I like that it helps you get the basics down before a trip. If it’s somewhere I’m visiting for 2 weeks or longer I’ll start learning on the app a month or two beforehand just to familiarize myself with the accents, alphabet and common terms.
Another free option if technology isn’t your song suit is to rent language learning programs at the library, like Rosetta Stone.
If you’re taking public transportation in a major city like Singapore, Hong Kong, Brussels or Philadelphia, then this app will make your life a whole lot easier.
With CityMapper you can plan your route using public transportation. It features real-time departure information, details on delays and even walking directions to your nearest station.
There’s no need to signal to everyone that you’re a tourist by stopping at the posted map for 15 minutes. Know where you’re going and when with this useful tracking tool.
If you’re planning a visit to New York City this app should be the first one you download. Previously, patrons had to wait in line on the day of a Broadway show in hopes of snagging reduced fares on tickets. Now, you can avoid the physical line, and full price, altogether.

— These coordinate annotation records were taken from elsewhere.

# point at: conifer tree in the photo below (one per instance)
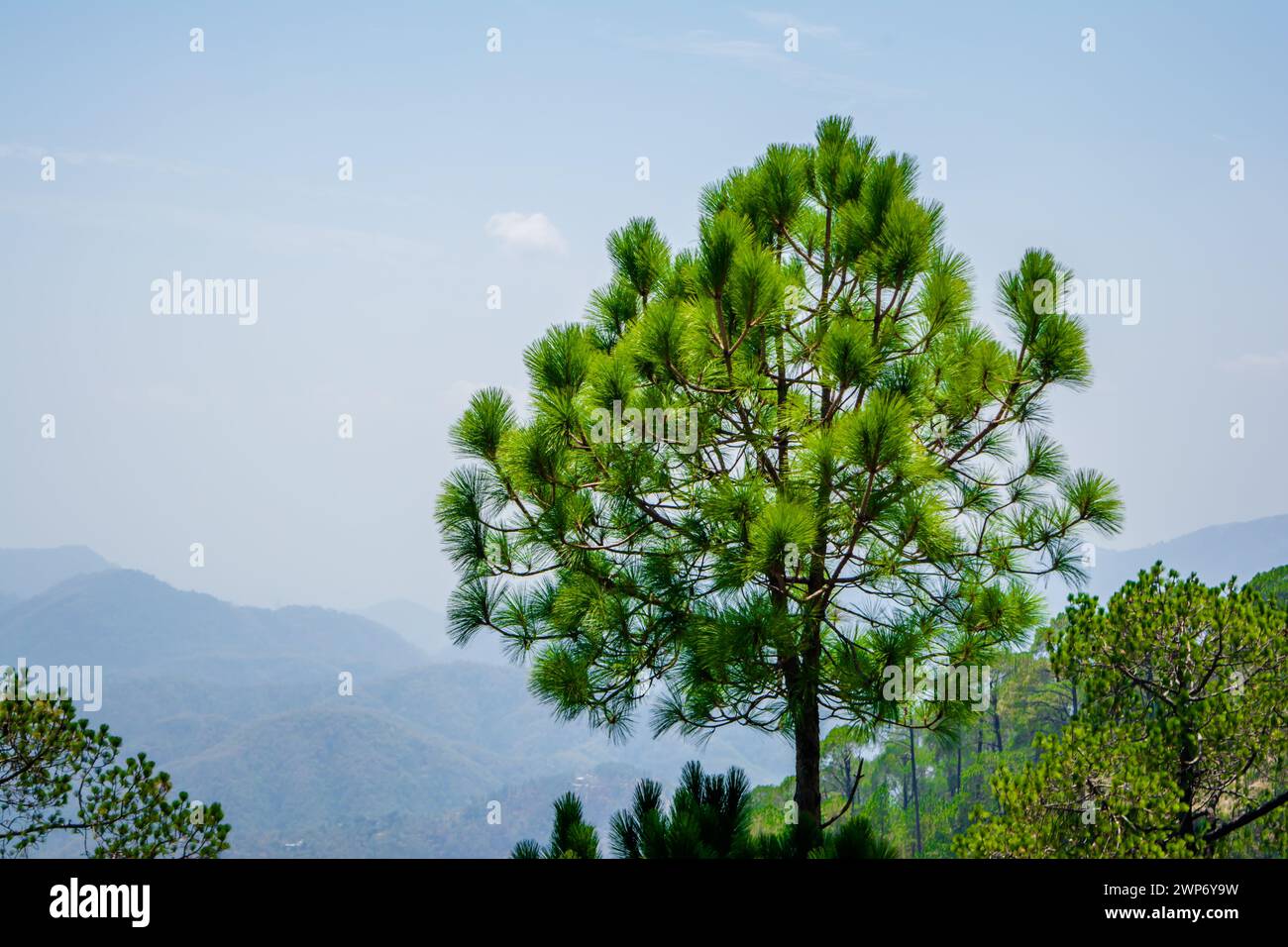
(767, 468)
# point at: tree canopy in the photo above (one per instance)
(769, 467)
(59, 777)
(1181, 736)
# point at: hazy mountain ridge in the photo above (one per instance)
(243, 705)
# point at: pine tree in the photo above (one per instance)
(1179, 746)
(764, 470)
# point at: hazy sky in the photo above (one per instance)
(473, 169)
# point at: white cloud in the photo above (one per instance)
(526, 231)
(781, 21)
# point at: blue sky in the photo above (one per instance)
(373, 291)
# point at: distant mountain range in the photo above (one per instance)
(1215, 554)
(244, 705)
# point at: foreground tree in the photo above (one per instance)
(768, 468)
(708, 815)
(60, 777)
(570, 836)
(1181, 737)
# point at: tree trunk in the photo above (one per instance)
(915, 796)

TodayTix lets you purchase unsold seats at some of Broadway’s best shows at steal prices. You can book several days in advance, allowing you to make plans around the performance instead of hinging your entire day on the possibility of getting a seat.
Whether you’re a theatre lover or hesitant about the arts, seeing a show on Broadway is a quintessential New York experience everyone should try at least once when visiting the city.
This is the go-to tracking app for flights. With FightAware you can get real-time status updates a to the location of your place. They’ll tell you where the incoming flight is coming from, when and how the weather might affect its path. You can also get notifications about gate changes, delays and cancellations.
If you want to be kept in the loop or need more information than what’s available on the airport monitors, this app is for you.
TripIt is a popular app for planning your trip. It helps you keep track of reservations and create an itinerary based off your confirmed plans. All you have to do is forward them your reservations via email and they put everything together for you.
You can add transportation, accommodation, flights. You can also add others as travelers so they can access the same info. This is a great way to compile information from different brands and have your confirmation numbers handy in one place.